Shree Vishnu Holdings And Consultants ... vs Official Liquidator Bank Of Karad Ltd.( on 15 April, 2026

2026:BHC-OS:9742
                                                                                                      5-CA-369-17




MEERA                        IN THE HIGH COURT OF JUDICATURE AT BOMBAY
MAHESH
JADHAV                            ORDINARY ORIGINAL CIVIL JURISDICTION
Digitally signed by
MEERA MAHESH
JADHAV
Date: 2026.04.18
14:40:05 +0530
                                     COMPANY APPLICATION NO. 369 OF 2017

                                                                   IN

                                        COMPANY PETITION NO. 229 OF 1992

                      Shree Vishnu Holdings & Consultants Pvt. Ltd.                         ...Applicant

                      In the matter between:

                      Reserve Bank of India                                                 ...Petitioner

                            Versus

                      Official Liquidator, Bank of Karad                                    ...Respondent

                                                      -----
                      Mr.
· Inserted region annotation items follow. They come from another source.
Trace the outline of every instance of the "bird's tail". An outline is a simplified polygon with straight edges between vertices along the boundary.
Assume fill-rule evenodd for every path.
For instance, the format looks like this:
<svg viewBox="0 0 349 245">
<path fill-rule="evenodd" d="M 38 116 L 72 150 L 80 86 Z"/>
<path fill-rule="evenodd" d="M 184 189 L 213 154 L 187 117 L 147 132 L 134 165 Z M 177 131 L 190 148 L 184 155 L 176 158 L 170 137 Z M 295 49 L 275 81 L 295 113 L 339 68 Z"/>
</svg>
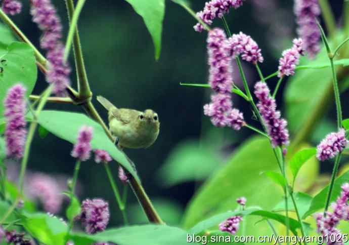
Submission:
<svg viewBox="0 0 349 245">
<path fill-rule="evenodd" d="M 108 111 L 110 111 L 111 108 L 114 107 L 114 105 L 110 103 L 110 101 L 103 96 L 101 96 L 100 95 L 97 96 L 97 100 L 99 103 L 102 104 L 102 105 L 103 105 Z"/>
</svg>

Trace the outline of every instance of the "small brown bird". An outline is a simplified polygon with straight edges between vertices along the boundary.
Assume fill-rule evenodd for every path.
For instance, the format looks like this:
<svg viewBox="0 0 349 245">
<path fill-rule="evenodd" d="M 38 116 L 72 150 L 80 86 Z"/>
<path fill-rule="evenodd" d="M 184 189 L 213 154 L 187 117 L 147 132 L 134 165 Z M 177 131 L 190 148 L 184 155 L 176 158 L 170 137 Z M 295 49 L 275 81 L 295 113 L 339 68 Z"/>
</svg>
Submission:
<svg viewBox="0 0 349 245">
<path fill-rule="evenodd" d="M 159 135 L 159 117 L 154 111 L 117 108 L 105 98 L 97 100 L 108 112 L 109 130 L 118 139 L 119 145 L 125 148 L 141 148 L 150 146 Z"/>
</svg>

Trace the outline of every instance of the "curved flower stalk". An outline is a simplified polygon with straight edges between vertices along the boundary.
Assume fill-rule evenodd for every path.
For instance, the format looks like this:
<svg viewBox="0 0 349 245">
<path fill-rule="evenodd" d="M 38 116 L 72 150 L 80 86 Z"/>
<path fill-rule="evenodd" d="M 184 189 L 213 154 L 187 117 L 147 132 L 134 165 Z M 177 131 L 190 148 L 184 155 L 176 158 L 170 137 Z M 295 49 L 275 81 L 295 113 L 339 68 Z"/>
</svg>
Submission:
<svg viewBox="0 0 349 245">
<path fill-rule="evenodd" d="M 20 159 L 23 156 L 27 135 L 24 119 L 26 90 L 21 84 L 14 86 L 8 91 L 4 102 L 4 115 L 7 121 L 5 135 L 8 157 Z"/>
<path fill-rule="evenodd" d="M 318 0 L 295 0 L 294 13 L 298 26 L 297 32 L 304 42 L 303 47 L 309 57 L 315 58 L 320 50 L 321 36 L 316 23 L 321 13 Z"/>
<path fill-rule="evenodd" d="M 61 20 L 50 0 L 32 0 L 31 4 L 33 21 L 43 32 L 40 45 L 48 51 L 46 80 L 54 85 L 55 94 L 64 96 L 65 88 L 70 84 L 70 68 L 63 60 L 64 47 L 60 41 L 63 29 Z"/>
</svg>

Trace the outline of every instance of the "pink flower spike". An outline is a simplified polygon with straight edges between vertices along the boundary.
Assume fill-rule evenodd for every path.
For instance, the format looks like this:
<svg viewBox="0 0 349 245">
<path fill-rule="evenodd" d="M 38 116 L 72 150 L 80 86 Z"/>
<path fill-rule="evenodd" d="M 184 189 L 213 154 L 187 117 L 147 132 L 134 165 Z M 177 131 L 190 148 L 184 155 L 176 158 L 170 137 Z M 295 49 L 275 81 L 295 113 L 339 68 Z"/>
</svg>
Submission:
<svg viewBox="0 0 349 245">
<path fill-rule="evenodd" d="M 79 131 L 77 142 L 74 145 L 71 152 L 73 157 L 78 158 L 80 161 L 90 159 L 92 139 L 93 128 L 92 127 L 81 126 Z"/>
<path fill-rule="evenodd" d="M 20 159 L 23 155 L 27 135 L 24 119 L 26 91 L 21 84 L 14 86 L 9 89 L 4 102 L 7 122 L 5 136 L 8 157 Z"/>
</svg>

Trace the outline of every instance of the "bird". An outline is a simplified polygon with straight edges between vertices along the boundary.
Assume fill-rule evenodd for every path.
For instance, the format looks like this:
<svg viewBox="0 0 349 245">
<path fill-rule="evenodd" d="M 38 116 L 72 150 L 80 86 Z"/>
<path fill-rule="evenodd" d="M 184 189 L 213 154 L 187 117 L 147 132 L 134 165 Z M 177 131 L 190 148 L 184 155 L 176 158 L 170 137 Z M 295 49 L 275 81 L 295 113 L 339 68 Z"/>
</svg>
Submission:
<svg viewBox="0 0 349 245">
<path fill-rule="evenodd" d="M 144 111 L 118 108 L 103 96 L 97 100 L 108 112 L 109 131 L 122 148 L 146 148 L 155 142 L 160 131 L 159 116 L 153 110 Z"/>
</svg>

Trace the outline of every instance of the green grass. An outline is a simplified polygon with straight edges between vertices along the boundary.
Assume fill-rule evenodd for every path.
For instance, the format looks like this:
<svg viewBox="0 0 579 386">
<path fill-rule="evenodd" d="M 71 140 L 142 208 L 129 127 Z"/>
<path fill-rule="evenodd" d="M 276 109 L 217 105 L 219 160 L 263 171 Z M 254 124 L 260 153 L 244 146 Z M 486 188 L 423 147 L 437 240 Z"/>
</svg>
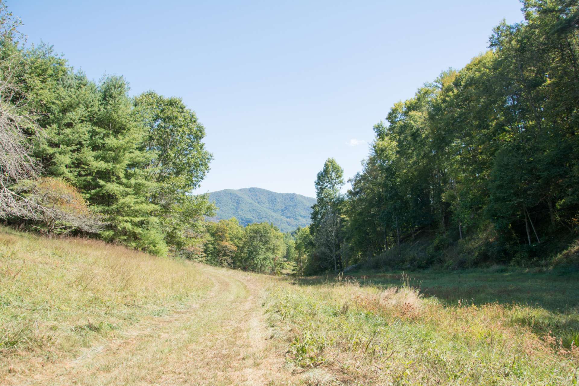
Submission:
<svg viewBox="0 0 579 386">
<path fill-rule="evenodd" d="M 274 336 L 310 384 L 577 384 L 576 274 L 361 273 L 270 290 Z"/>
</svg>

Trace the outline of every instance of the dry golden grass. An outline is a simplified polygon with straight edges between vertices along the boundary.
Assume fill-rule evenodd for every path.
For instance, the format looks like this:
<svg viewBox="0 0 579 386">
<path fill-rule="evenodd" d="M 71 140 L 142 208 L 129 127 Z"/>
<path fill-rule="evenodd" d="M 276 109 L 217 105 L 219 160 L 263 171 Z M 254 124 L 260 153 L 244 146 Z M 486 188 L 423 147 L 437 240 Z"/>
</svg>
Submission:
<svg viewBox="0 0 579 386">
<path fill-rule="evenodd" d="M 0 380 L 73 358 L 212 282 L 187 262 L 86 239 L 0 230 Z"/>
<path fill-rule="evenodd" d="M 579 351 L 516 321 L 548 311 L 448 306 L 407 283 L 272 287 L 269 321 L 293 372 L 310 385 L 577 384 Z"/>
</svg>

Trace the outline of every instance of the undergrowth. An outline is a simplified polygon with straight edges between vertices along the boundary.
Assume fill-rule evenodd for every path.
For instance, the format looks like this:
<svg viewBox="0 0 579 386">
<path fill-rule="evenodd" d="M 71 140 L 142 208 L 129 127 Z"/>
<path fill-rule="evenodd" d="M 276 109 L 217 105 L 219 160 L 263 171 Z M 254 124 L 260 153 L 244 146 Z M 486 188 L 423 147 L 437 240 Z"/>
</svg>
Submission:
<svg viewBox="0 0 579 386">
<path fill-rule="evenodd" d="M 270 289 L 273 337 L 285 340 L 288 365 L 308 384 L 577 383 L 576 310 L 448 305 L 424 297 L 406 275 L 396 286 L 360 281 Z M 557 323 L 567 329 L 554 335 Z"/>
</svg>

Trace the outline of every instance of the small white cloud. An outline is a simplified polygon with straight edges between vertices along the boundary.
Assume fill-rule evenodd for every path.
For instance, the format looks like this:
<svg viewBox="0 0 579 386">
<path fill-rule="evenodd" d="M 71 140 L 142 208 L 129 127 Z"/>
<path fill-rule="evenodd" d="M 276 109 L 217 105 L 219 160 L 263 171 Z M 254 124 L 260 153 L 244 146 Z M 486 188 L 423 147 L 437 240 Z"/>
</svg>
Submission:
<svg viewBox="0 0 579 386">
<path fill-rule="evenodd" d="M 362 145 L 362 144 L 365 144 L 365 143 L 366 141 L 364 141 L 364 139 L 356 139 L 354 138 L 346 142 L 346 144 L 349 146 L 358 146 L 358 145 Z"/>
</svg>

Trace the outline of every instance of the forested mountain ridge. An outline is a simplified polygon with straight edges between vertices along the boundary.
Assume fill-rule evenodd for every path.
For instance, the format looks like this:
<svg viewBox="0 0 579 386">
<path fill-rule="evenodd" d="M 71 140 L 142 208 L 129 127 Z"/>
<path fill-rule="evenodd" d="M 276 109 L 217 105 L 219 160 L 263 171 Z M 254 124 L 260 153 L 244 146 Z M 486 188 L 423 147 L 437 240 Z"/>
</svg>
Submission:
<svg viewBox="0 0 579 386">
<path fill-rule="evenodd" d="M 234 217 L 242 225 L 273 223 L 282 231 L 290 231 L 310 223 L 312 197 L 296 193 L 279 193 L 259 188 L 224 189 L 209 193 L 218 209 L 215 219 Z"/>
</svg>

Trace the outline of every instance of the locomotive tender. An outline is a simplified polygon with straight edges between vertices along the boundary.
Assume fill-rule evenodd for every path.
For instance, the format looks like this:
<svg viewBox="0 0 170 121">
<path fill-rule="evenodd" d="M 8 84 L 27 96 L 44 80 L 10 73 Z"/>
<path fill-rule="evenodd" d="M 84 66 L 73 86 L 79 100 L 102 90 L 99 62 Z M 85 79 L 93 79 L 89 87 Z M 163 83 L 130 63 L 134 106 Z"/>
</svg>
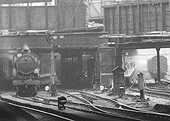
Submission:
<svg viewBox="0 0 170 121">
<path fill-rule="evenodd" d="M 40 86 L 39 76 L 40 61 L 29 48 L 24 48 L 13 56 L 12 84 L 16 87 L 16 95 L 35 96 Z"/>
</svg>

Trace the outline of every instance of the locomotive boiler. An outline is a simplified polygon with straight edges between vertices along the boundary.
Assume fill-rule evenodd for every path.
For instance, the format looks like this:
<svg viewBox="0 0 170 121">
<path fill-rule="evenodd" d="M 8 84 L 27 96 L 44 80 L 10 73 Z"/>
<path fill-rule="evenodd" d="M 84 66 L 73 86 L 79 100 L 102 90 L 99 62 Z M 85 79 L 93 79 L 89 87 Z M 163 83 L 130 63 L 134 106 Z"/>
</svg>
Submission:
<svg viewBox="0 0 170 121">
<path fill-rule="evenodd" d="M 157 56 L 154 56 L 147 60 L 147 68 L 154 79 L 157 79 Z M 167 58 L 160 56 L 160 78 L 163 79 L 168 70 Z"/>
<path fill-rule="evenodd" d="M 21 52 L 13 56 L 13 76 L 12 84 L 16 87 L 16 95 L 35 96 L 40 85 L 39 59 L 29 48 L 24 48 Z"/>
</svg>

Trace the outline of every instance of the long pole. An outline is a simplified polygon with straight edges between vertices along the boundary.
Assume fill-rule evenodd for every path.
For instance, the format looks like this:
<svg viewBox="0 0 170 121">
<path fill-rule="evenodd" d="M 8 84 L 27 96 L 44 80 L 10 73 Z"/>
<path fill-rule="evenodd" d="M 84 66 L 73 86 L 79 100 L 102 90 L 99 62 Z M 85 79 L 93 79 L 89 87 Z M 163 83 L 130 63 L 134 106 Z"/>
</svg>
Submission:
<svg viewBox="0 0 170 121">
<path fill-rule="evenodd" d="M 160 82 L 160 48 L 156 48 L 157 51 L 157 72 L 158 72 L 158 82 Z"/>
<path fill-rule="evenodd" d="M 55 96 L 56 93 L 56 87 L 55 87 L 55 68 L 54 68 L 54 42 L 53 39 L 51 39 L 51 96 Z"/>
</svg>

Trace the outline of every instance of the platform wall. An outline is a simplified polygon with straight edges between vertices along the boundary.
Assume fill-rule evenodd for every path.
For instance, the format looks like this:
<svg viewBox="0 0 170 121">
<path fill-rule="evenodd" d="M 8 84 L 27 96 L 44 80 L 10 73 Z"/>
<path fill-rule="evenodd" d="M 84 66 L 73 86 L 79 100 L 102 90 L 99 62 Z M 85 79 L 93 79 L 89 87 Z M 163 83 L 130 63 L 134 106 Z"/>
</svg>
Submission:
<svg viewBox="0 0 170 121">
<path fill-rule="evenodd" d="M 83 2 L 58 6 L 1 6 L 0 30 L 64 30 L 85 27 Z"/>
</svg>

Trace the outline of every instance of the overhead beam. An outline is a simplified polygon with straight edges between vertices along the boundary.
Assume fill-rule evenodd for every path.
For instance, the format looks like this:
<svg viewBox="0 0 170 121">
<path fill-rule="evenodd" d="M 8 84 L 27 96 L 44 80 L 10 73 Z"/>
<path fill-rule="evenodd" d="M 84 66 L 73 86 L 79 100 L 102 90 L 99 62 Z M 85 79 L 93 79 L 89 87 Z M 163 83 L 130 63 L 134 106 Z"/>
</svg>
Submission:
<svg viewBox="0 0 170 121">
<path fill-rule="evenodd" d="M 0 4 L 52 2 L 52 0 L 0 0 Z"/>
</svg>

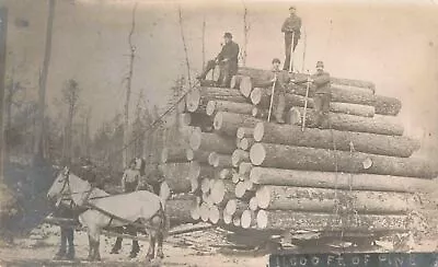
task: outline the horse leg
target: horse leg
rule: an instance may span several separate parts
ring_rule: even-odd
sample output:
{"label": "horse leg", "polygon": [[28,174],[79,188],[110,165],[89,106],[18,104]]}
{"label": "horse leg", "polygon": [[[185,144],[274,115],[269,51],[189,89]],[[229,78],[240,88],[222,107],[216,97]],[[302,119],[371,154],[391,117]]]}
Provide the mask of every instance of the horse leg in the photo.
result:
{"label": "horse leg", "polygon": [[149,233],[149,249],[146,254],[146,262],[150,262],[155,256],[155,231],[150,231]]}

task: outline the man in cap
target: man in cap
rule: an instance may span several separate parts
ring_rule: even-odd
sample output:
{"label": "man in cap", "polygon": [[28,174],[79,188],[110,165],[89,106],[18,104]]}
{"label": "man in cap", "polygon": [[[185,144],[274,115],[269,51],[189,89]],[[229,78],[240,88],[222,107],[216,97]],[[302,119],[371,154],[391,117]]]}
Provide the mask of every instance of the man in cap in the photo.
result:
{"label": "man in cap", "polygon": [[[304,83],[308,80],[296,80],[293,83]],[[328,125],[328,112],[330,102],[332,100],[330,73],[324,71],[324,62],[316,62],[316,73],[310,77],[312,82],[312,92],[314,92],[313,102],[314,109],[316,113],[316,126],[318,128],[327,128]]]}
{"label": "man in cap", "polygon": [[290,81],[289,76],[286,72],[280,70],[280,60],[278,58],[274,58],[273,61],[273,71],[269,73],[268,82],[261,84],[262,88],[274,88],[274,98],[273,98],[273,113],[275,119],[278,124],[284,124],[285,119],[285,94],[287,84]]}
{"label": "man in cap", "polygon": [[[291,57],[291,48],[295,51],[297,47],[298,39],[301,36],[301,18],[296,14],[296,8],[292,5],[289,8],[289,18],[285,20],[281,26],[281,33],[285,33],[285,49],[286,49],[286,59],[283,69],[289,70],[290,66],[290,57]],[[292,47],[293,40],[293,47]],[[293,66],[291,66],[291,70],[293,70]]]}
{"label": "man in cap", "polygon": [[224,33],[223,38],[226,44],[222,46],[222,50],[215,60],[209,60],[207,62],[206,69],[197,77],[197,79],[205,80],[207,73],[219,65],[220,74],[218,85],[228,88],[230,86],[231,77],[238,73],[239,45],[232,40],[231,33]]}

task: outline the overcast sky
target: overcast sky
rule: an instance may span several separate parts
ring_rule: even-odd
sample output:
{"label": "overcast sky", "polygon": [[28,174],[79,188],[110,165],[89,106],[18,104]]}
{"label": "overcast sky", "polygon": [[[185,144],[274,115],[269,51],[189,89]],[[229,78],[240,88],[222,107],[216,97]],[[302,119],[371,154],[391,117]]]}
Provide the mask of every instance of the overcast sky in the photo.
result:
{"label": "overcast sky", "polygon": [[[21,66],[16,71],[20,79],[34,90],[43,61],[47,2],[8,1],[8,70]],[[132,105],[141,90],[150,103],[163,105],[173,81],[186,73],[177,2],[137,2],[134,43],[138,58]],[[47,89],[50,113],[59,109],[53,100],[70,78],[77,79],[83,89],[83,103],[93,107],[94,128],[102,119],[122,111],[134,3],[130,0],[58,0]],[[434,1],[245,0],[244,3],[251,22],[246,66],[269,68],[273,57],[284,59],[280,26],[288,15],[288,7],[295,4],[307,33],[306,68],[313,71],[314,63],[323,60],[332,76],[373,81],[378,94],[402,101],[400,119],[406,134],[417,137],[430,134],[426,142],[436,146],[438,9]],[[242,1],[182,1],[181,7],[193,76],[201,66],[204,18],[208,58],[219,51],[223,32],[232,32],[235,42],[243,44]],[[13,22],[18,18],[28,20],[30,26],[16,27]],[[299,69],[302,40],[297,48]]]}

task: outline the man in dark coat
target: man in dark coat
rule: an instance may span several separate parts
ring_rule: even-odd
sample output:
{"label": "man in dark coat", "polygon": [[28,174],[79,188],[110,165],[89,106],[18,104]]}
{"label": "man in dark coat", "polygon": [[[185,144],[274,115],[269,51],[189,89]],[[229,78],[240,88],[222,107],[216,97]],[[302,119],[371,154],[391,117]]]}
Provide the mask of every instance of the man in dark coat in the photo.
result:
{"label": "man in dark coat", "polygon": [[205,80],[207,73],[219,65],[220,74],[217,85],[229,88],[232,76],[238,73],[239,45],[232,40],[231,33],[226,33],[223,38],[226,44],[222,46],[222,50],[215,60],[209,60],[207,62],[206,69],[197,77],[197,79]]}
{"label": "man in dark coat", "polygon": [[[289,70],[290,66],[290,57],[291,57],[291,45],[293,42],[293,51],[295,48],[297,47],[298,40],[301,37],[301,18],[299,18],[296,14],[296,8],[290,7],[289,8],[289,18],[285,20],[285,22],[281,25],[281,33],[285,33],[285,54],[286,54],[286,59],[283,69],[284,70]],[[293,70],[293,66],[291,67],[291,70]]]}

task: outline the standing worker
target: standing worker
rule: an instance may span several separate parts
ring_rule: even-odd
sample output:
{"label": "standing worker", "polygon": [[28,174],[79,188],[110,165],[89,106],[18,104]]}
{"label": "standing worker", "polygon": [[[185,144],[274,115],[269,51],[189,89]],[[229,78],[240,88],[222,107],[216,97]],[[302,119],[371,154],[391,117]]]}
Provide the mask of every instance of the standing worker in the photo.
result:
{"label": "standing worker", "polygon": [[[297,80],[293,83],[304,83],[308,80]],[[328,128],[328,112],[330,102],[332,100],[330,73],[324,71],[324,62],[316,62],[316,73],[310,77],[310,82],[312,82],[312,91],[314,92],[313,102],[314,109],[316,113],[316,127],[318,128]]]}
{"label": "standing worker", "polygon": [[[129,167],[125,171],[122,177],[122,189],[124,193],[131,193],[138,189],[138,185],[140,182],[140,171],[137,169],[138,161],[140,159],[132,159],[129,163]],[[137,231],[134,227],[126,227],[127,232],[130,235],[137,236]],[[115,230],[117,233],[123,233],[123,228],[117,228]],[[122,248],[122,237],[117,237],[116,243],[111,251],[111,254],[118,254],[118,251]],[[129,257],[135,258],[137,254],[140,252],[140,246],[138,245],[137,240],[132,240],[132,248],[130,251]]]}
{"label": "standing worker", "polygon": [[[261,85],[261,88],[273,88],[274,90],[274,97],[273,97],[273,113],[275,116],[275,119],[278,124],[284,124],[285,119],[284,117],[284,113],[285,113],[285,98],[286,98],[286,88],[287,84],[290,81],[289,76],[287,74],[287,72],[283,72],[279,68],[280,68],[280,60],[278,58],[274,58],[273,61],[273,71],[270,74],[270,77],[268,78],[268,82],[264,83]],[[275,85],[274,85],[275,83]]]}
{"label": "standing worker", "polygon": [[[283,23],[281,33],[285,33],[285,49],[286,49],[286,59],[283,67],[283,70],[293,71],[293,66],[290,66],[291,54],[295,51],[297,47],[298,39],[301,36],[301,18],[296,14],[296,8],[292,5],[289,8],[289,18]],[[293,42],[293,47],[292,47]]]}
{"label": "standing worker", "polygon": [[217,65],[219,65],[220,74],[217,85],[221,88],[229,88],[232,76],[238,73],[239,45],[232,40],[231,33],[224,33],[223,38],[226,44],[222,46],[222,50],[215,60],[209,60],[207,62],[206,69],[196,79],[205,80],[207,73],[215,69]]}

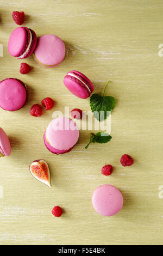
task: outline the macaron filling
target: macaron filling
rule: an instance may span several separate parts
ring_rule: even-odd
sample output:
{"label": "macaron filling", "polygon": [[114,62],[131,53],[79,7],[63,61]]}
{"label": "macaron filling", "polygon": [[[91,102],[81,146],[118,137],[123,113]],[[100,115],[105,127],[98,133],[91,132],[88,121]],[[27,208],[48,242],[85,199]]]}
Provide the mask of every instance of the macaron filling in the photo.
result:
{"label": "macaron filling", "polygon": [[21,58],[23,58],[24,57],[25,55],[26,55],[26,54],[28,53],[28,52],[29,50],[29,48],[30,48],[30,47],[32,45],[32,33],[31,33],[30,29],[29,29],[29,42],[28,47],[27,47],[27,49],[26,50],[25,52],[22,55],[21,55],[20,56],[18,56],[17,57],[18,59],[21,59]]}
{"label": "macaron filling", "polygon": [[91,93],[91,91],[90,89],[89,88],[89,86],[78,76],[77,76],[74,73],[71,73],[71,72],[67,73],[67,76],[71,76],[71,77],[74,77],[75,78],[79,80],[84,86],[86,87],[86,88],[88,90],[89,92],[90,93]]}

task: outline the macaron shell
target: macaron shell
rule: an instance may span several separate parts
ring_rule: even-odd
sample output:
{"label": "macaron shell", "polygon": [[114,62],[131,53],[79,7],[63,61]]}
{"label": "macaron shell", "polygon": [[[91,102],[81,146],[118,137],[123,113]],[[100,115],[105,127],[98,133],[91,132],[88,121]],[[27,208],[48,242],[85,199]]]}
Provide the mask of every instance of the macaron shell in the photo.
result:
{"label": "macaron shell", "polygon": [[98,187],[93,192],[92,200],[96,211],[105,216],[117,214],[123,204],[123,198],[120,191],[109,184]]}
{"label": "macaron shell", "polygon": [[31,45],[30,46],[30,48],[29,48],[29,50],[28,51],[28,52],[26,54],[24,57],[23,58],[18,58],[20,59],[25,59],[25,58],[28,58],[29,56],[30,56],[30,55],[32,54],[32,53],[34,51],[34,50],[36,48],[36,44],[37,44],[37,36],[36,36],[36,35],[35,32],[33,31],[32,29],[31,29],[30,28],[29,28],[29,29],[30,30],[30,31],[31,32],[31,34],[32,34],[32,41]]}
{"label": "macaron shell", "polygon": [[86,76],[84,74],[81,73],[80,72],[77,71],[77,70],[72,70],[71,72],[77,75],[78,75],[80,78],[83,78],[84,81],[85,81],[87,86],[89,86],[90,89],[91,90],[91,93],[94,90],[94,86],[92,84],[91,80],[90,80],[87,76]]}
{"label": "macaron shell", "polygon": [[0,106],[4,110],[15,111],[27,100],[27,89],[20,80],[7,78],[0,82]]}
{"label": "macaron shell", "polygon": [[68,150],[77,142],[79,132],[76,124],[70,118],[55,118],[48,125],[46,140],[54,148],[59,150]]}
{"label": "macaron shell", "polygon": [[87,99],[90,95],[87,89],[77,79],[66,76],[64,79],[66,87],[71,93],[81,99]]}
{"label": "macaron shell", "polygon": [[27,32],[22,27],[19,27],[12,32],[9,41],[8,51],[10,55],[14,57],[20,56],[27,45]]}
{"label": "macaron shell", "polygon": [[57,65],[63,60],[65,52],[65,44],[60,38],[52,34],[43,35],[38,40],[35,58],[42,65]]}
{"label": "macaron shell", "polygon": [[8,156],[11,154],[11,145],[5,131],[0,127],[0,152],[3,156]]}

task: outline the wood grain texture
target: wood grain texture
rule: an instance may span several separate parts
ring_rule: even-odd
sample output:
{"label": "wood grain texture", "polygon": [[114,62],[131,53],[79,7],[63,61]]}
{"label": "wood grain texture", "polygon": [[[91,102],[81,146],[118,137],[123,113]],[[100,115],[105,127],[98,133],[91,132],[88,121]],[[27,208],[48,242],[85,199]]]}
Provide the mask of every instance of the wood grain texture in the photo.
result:
{"label": "wood grain texture", "polygon": [[[7,42],[16,27],[13,10],[24,11],[23,25],[37,36],[54,34],[64,40],[66,57],[61,65],[46,69],[33,57],[26,60],[32,71],[19,73],[21,60],[9,55]],[[162,65],[158,45],[163,42],[163,3],[160,1],[0,1],[0,80],[22,80],[29,89],[25,107],[15,112],[0,109],[0,124],[9,135],[12,154],[1,159],[0,244],[161,245],[162,243],[163,185]],[[43,142],[53,110],[40,118],[29,114],[31,106],[46,96],[55,100],[54,110],[90,109],[89,99],[67,90],[66,73],[79,70],[101,93],[107,92],[116,106],[111,115],[112,140],[107,144],[85,145],[90,132],[81,131],[73,150],[64,155],[49,152]],[[123,167],[121,156],[135,160]],[[51,170],[49,188],[30,175],[28,165],[43,158]],[[111,176],[101,174],[105,163],[114,166]],[[91,203],[94,190],[109,183],[117,186],[124,205],[116,216],[105,217]],[[54,205],[65,214],[55,218]]]}

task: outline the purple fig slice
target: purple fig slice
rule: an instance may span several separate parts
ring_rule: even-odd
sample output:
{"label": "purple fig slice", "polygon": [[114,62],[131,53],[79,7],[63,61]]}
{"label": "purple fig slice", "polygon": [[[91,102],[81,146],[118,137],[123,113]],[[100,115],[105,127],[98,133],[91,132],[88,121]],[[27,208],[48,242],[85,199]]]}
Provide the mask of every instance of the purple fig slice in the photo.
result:
{"label": "purple fig slice", "polygon": [[29,166],[32,175],[39,181],[51,187],[50,171],[48,164],[43,159],[34,161]]}

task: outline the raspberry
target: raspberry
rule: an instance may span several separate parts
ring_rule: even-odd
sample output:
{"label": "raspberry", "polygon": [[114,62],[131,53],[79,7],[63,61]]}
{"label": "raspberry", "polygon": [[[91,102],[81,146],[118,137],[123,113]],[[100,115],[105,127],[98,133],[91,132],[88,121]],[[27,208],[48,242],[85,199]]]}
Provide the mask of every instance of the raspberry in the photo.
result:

Ashish Kamat, Senior Advocate a/w. Mr. Aseem Naphade, Ms. Shreya
                      Bhagnari, Ms. Lulania and Ms. Reeuta Patil i/b. Negandhi Shah &
                      Himayatullah for Applicant.
                      Mr. Rohaan Cama a/w. Mr. Shakib Dhorajiwala and Mr. Indrajeet Deshmukh
                      i/b. Vidhi Partners for Respondent.
                                                                  -----
                                                 CORAM                      : ARIF S. DOCTOR, J.
                                                 RESERVED ON                : 5th MARCH 2026
                                                 PRONOUNCED ON : 15th APRIL 2026
                 P.C.

1. This is the second application filed by the Applicant under the provisions

of Section 457 of the Companies Act, 1956 ("Companies Act"), in which

the Applicant has sought the following relief, viz.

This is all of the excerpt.